Die erste Erziehungseinrichtung für Kinder und Jugendliche, die gegen Strafnormen verstoßen hatten, wurde mit dem „Tuichthaus“ 1595 in Amsterdam geschaffen. Rasch folgte der Bau weiterer Zuchthäuser in etlichen norddeutschen Städten (Bremen, Lübeck, Hamburg). Männer, Frauen und Kinder wurden gemeinsam gefangen gehalten, allerdings gab es separierte Gefängnisse für straffällige Söhne wohlhabender Familien.
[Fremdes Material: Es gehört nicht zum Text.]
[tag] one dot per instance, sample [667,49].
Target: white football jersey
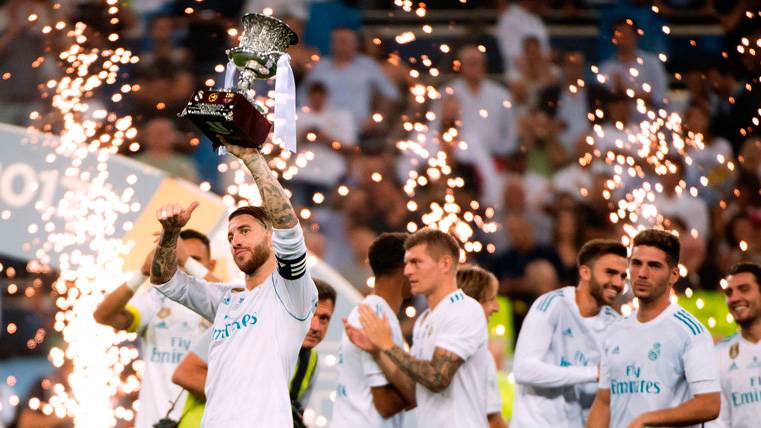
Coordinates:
[358,373]
[656,365]
[556,359]
[458,325]
[167,330]
[256,336]
[493,395]
[740,375]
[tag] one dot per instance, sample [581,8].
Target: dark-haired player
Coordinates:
[658,366]
[558,351]
[259,325]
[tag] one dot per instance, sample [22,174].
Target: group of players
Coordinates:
[245,351]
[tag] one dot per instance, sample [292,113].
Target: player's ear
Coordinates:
[585,272]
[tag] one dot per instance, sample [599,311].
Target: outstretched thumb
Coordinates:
[193,205]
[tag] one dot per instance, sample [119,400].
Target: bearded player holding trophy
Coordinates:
[258,325]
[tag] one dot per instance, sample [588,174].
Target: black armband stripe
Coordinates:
[292,268]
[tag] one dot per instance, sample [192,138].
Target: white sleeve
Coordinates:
[370,368]
[725,414]
[700,368]
[604,382]
[534,340]
[201,346]
[143,308]
[296,290]
[198,295]
[464,330]
[493,396]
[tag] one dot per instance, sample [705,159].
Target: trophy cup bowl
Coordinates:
[228,116]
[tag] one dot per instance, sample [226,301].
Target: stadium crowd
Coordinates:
[526,103]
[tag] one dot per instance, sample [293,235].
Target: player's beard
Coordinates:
[595,290]
[259,255]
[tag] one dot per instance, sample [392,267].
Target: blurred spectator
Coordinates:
[486,108]
[517,21]
[568,236]
[355,268]
[396,71]
[325,17]
[165,80]
[159,140]
[21,44]
[649,72]
[352,79]
[618,126]
[532,74]
[750,156]
[676,201]
[710,159]
[278,8]
[567,104]
[302,55]
[652,39]
[510,265]
[206,31]
[742,241]
[702,272]
[326,133]
[30,411]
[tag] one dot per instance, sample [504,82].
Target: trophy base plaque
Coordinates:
[227,117]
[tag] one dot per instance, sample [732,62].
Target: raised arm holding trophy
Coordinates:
[229,115]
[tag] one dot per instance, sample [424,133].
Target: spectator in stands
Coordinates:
[352,79]
[649,82]
[678,202]
[652,39]
[302,55]
[517,21]
[327,16]
[159,140]
[486,109]
[532,74]
[568,104]
[510,265]
[702,271]
[327,133]
[20,45]
[710,156]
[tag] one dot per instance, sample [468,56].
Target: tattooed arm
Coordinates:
[435,375]
[275,200]
[172,218]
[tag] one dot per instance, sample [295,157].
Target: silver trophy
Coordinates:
[228,116]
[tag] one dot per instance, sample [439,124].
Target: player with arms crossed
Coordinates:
[658,366]
[560,342]
[364,396]
[446,372]
[740,354]
[258,327]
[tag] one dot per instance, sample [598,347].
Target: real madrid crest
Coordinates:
[734,350]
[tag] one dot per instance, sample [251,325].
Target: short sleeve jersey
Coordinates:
[656,365]
[255,338]
[168,331]
[457,324]
[740,374]
[358,373]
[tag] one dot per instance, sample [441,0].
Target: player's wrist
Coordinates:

In den Haftanstalten drohten den jungen Delinquenten sehr harte Strafen, in einzelnen Fällen kam es zu Hinrichtungen. Später wurde insbesondere unter dem Einfluss eines religiös-reformatorischen Besserungsgedankens ein Arbeits- und Erziehungsansatz entwickelt und die Haft als eine Zeit für nachholende Sozialisation konzipiert. Ende des 18. Jahrhunderts wurden nach und nach die Körperstrafen (Peitschenhiebe, Folter, Hinrichtung) abgeschafft und das Gefängnis in seiner heutigen Form entwickelt. [Foucault 1976; Hofmann 1967; Myschker 1999]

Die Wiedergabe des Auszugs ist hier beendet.